Here's an interesting concept: gods. Most often, this shows up in fantasy gaming, where clerics have divine powers (often including the ability to cast certain magic spells) granted by their deities.
Most games don't give much thought to how exactly this works. Do these gods exist? If so, do they all exist, or do certain pantheons exist while others are simply the imagination of their followers? If more than one pantheon exists, how do they interact?

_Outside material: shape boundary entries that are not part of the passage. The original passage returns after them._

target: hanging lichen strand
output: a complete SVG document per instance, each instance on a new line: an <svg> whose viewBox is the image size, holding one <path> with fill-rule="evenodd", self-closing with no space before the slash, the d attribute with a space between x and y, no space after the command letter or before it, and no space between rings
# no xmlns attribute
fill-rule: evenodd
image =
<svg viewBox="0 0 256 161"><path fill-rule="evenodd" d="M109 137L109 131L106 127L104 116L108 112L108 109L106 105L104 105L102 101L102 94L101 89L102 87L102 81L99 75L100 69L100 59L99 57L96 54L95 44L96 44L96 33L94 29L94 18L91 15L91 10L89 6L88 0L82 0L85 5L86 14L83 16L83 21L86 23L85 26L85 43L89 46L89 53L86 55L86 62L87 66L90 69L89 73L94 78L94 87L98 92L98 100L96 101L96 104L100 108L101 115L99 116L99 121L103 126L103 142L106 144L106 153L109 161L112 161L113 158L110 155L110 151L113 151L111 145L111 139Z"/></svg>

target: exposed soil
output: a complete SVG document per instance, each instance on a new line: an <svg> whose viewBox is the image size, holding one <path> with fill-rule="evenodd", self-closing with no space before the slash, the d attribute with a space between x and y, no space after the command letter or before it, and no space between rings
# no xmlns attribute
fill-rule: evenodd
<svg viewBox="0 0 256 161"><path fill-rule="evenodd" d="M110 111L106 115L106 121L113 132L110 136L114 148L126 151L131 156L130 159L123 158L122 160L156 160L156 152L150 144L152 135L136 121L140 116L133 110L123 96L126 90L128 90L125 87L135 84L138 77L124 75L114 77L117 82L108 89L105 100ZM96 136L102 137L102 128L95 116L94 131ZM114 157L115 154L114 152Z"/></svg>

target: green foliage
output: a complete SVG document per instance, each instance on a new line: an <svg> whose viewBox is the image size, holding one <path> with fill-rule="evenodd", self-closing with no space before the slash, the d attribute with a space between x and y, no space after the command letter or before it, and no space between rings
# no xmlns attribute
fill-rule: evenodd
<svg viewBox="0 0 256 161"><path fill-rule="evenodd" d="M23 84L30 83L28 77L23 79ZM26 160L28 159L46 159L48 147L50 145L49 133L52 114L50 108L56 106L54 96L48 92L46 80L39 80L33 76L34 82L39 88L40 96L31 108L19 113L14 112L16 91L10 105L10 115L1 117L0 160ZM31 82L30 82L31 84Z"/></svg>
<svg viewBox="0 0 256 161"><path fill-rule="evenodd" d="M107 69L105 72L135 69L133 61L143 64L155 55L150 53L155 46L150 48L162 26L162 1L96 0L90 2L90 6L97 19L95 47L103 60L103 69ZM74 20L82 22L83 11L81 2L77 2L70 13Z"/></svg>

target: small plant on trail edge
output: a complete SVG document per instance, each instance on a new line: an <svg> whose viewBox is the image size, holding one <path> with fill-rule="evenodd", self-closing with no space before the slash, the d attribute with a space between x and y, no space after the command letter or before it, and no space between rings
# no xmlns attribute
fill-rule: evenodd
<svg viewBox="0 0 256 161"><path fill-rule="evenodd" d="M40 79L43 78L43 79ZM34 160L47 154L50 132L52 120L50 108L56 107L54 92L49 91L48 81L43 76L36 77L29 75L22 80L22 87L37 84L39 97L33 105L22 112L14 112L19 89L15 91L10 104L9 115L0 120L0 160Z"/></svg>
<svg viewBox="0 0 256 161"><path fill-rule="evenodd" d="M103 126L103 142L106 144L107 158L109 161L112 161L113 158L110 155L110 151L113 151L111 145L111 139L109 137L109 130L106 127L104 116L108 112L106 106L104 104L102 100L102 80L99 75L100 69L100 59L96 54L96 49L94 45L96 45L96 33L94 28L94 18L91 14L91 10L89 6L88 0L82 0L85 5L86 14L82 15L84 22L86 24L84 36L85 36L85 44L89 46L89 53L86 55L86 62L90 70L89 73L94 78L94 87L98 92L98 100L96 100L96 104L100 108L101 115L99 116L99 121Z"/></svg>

I think that the most elegant analysis of this conundrum is the cosmology created by Rich Burlew (ok, heavily borrowed by Rich Burlew from many already existing sources) for
The Order of the Stick. If you read his entire
oeuvre, you eventually learn that "in the beginning," so to speak, there were four pantheons of gods who created the world. Their inability to co-operate resulted in the slaying of the Gods of the West (based on real-world Greek gods; Zeus, Hera, Athena, Ares, &c.). The remaining pantheons (North, based on Norse mythology; Odin, Thor, Loki, &c. -- East, based on Babylonian mythology; Marduk, Isthar, Tiamat, &c. -- and South; based on Chinese mythology; the "twelve gods" include Dragon, Rat, Pig, Monkey, &c.) thus agreed to stay in their respective areas and not interfere directly in the regions of the other groups. This is why clerics are important; they can be the agent of their gods in other places. Later, the goblins and elves developed gods of their own too, who were grudgingly welcomed into the celestial realms.